BioNTech tries again with MabVax
BNT329 enters the clinic, as do four other new ADCs.
BNT329 enters the clinic, as do four other new ADCs.

The struggling US biotech MabVax Therapeutics is no more, but its technology lives on, with the revelation that an ADC coded BNT329 is about to go into clinical trials. BNT329, owned by BioNTech, appears to be based on an anti-CA19-9 antibody that BioNTech acquired from MabVax six years ago, before the latter went out of business.
This is one of five ADCs entering their first human studies, according to new listings on clinicaltrials.gov. These include an ADC version of AstraZeneca's anti-Steap2 Car-T therapy, plus bispecific conjugates from BeOne, Phrontline and Hangzhou DAC, signifying yet again how important the ADC modality is for biopharma at present.
CA19-9
BioNTech's BNT329 targets carbohydrate antigen sialyl-Lewis A (also known as CA19-9), an antigen present in gastrointestinal tumours including, most importantly, pancreatic cancer.
The group's involvement here dates back to 2019, when it acquired the antibody assets of MabVax, a US biotech that was running out of cash, and which subsequently entered bankruptcy proceedings. Among the assets was an anti-CA19-9 MAb coded MVT-5873 that was then in phase 1, and was subsequently taken forward by BioNTech as BNT321.
Development of BNT321 was terminated in January, but now comes disclosure that BNT329 is to enter the clinic next month. The new molecule uses the topoisomerase 1 inhibitor payload YL0010014, which also lies behind several BioNTech/MediLink ADCs, suggesting that BNT329 is the result of BioNTech applying MediLink's Tmalin linker-payload technology to BNT321.
According to OncologyPipeline the only other group to have worked on CA19-9 is the radiotherapeutics player Clarity Pharmaceuticals, but this work has stopped.
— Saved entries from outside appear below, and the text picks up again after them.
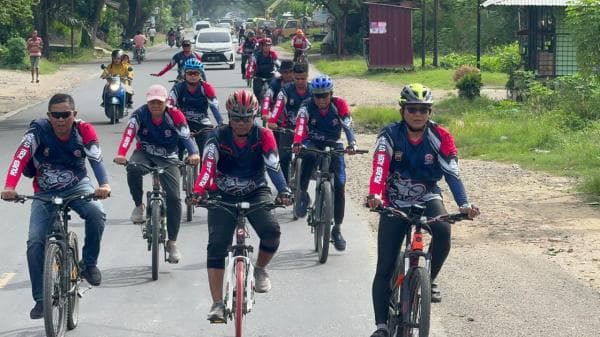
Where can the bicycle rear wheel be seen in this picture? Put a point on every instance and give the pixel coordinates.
(419, 303)
(55, 301)
(240, 281)
(73, 293)
(323, 230)
(155, 225)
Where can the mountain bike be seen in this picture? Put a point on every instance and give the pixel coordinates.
(410, 300)
(62, 273)
(320, 213)
(154, 229)
(239, 270)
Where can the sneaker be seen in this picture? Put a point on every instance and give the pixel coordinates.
(137, 215)
(436, 295)
(262, 283)
(338, 240)
(92, 274)
(38, 310)
(301, 205)
(217, 313)
(174, 254)
(380, 333)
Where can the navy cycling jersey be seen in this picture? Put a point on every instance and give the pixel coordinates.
(406, 172)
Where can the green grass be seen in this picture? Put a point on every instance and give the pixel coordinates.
(507, 132)
(434, 78)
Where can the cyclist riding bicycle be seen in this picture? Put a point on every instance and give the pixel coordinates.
(233, 166)
(158, 130)
(53, 153)
(247, 48)
(285, 111)
(411, 156)
(179, 59)
(119, 68)
(319, 123)
(300, 44)
(194, 97)
(287, 76)
(263, 65)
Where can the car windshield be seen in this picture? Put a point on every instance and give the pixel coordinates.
(214, 37)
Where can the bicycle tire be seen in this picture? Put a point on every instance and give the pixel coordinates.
(419, 303)
(73, 272)
(325, 221)
(155, 225)
(240, 281)
(296, 188)
(55, 306)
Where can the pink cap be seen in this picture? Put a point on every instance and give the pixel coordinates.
(157, 92)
MabVax/BioNTech had also earlier worked on radiopharmaceutical versions of BNT321.
Recently disclosed first-in-human studies*
Project | Mechanism | Company | Trial | Scheduled start |
---|---|---|---|---|
TJ101 | EGFR x B7-H3 ADC | Phrontline | Solid tumours | 25 Aug 2025 |
AZD0516 | Steap2 ADC | AstraZeneca | Seacliff, prostate cancer +/- AZD9574 (Parp1 inhibitor) | 22 Sep 2025 |
NRM-823 | Undisclosed T-cell engager | Normunity | Solid tumours, +/- checkpoint blockade | 1 Oct 2025 |
DS5361b | Undisclosed | Daiichi Sankyo | Solid tumours, +/- Keytruda | 10 Oct 2025 |
DXC014 | B7-H3 x PSMA ADC | Hangzhou DAC | Solid tumours | 20 Oct 2025 |
BG-C0902 | EGFR x cMet ADC | BeOne | Solid tumours | 22 Oct 2025 |
BNT329 | CA19-9 ADC | BioNTech | Solid tumours known to express CA19-9 | Oct 2025 |
Note: *projects newly listed on the clinicaltrials.gov database between 17 and 22 Sep 2025.
With bispecific ADCs seeing increasing buy-in, owing perhaps to interest in SyntImmune/Bristol Myers Squibb's izalontamab brengitecan, it's notable that three new clinical ADC entrants are bispecifics; two hit one of iza-bren's targets, EGFR, but combine this with activity at either B7-H3 (Phrontline's TJ101) or cMet (BeOne's BG-C0902).
BG-C0902 is clearly an attempt to improve on Johnson & Johnson's anti-EGFR x cMet Rybrevant, a naked MAb, following in the footsteps of AstraZeneca's similarly acting ADC tilatamig samrotecan. Meanwhile, Hangzhou DAC's DXC014 hits B7-H3 and PSMA, though targeting these two antigens together seems unusual.
AstraZeneca is going into the clinic with AZD0516, a monospecific anti-Steap2 ADC, about 18 months after AZD0754 entered human trials. AZD0754, an anti-Steap2 Car-T, is one of Astra's first internally developed cell therapy efforts, and the company also has a preclinical-stage anti-Steap2 T-cell engager, AZD6621, which is said to recruit CD8+ T-cells preferentially. No other industry players appear to be active in Steap2.
The T-cell engager modality also features among the latest first-in-human entrants, in the form of Normunity's NRM-823; this private US biotech closed a $75m series B round in January, and is keeping NRM-823's mechanism secret for now. However, it's known to have filed patents for MAbs acting on PLA2G10 and LY6K, so these are possible targets for NRM-823.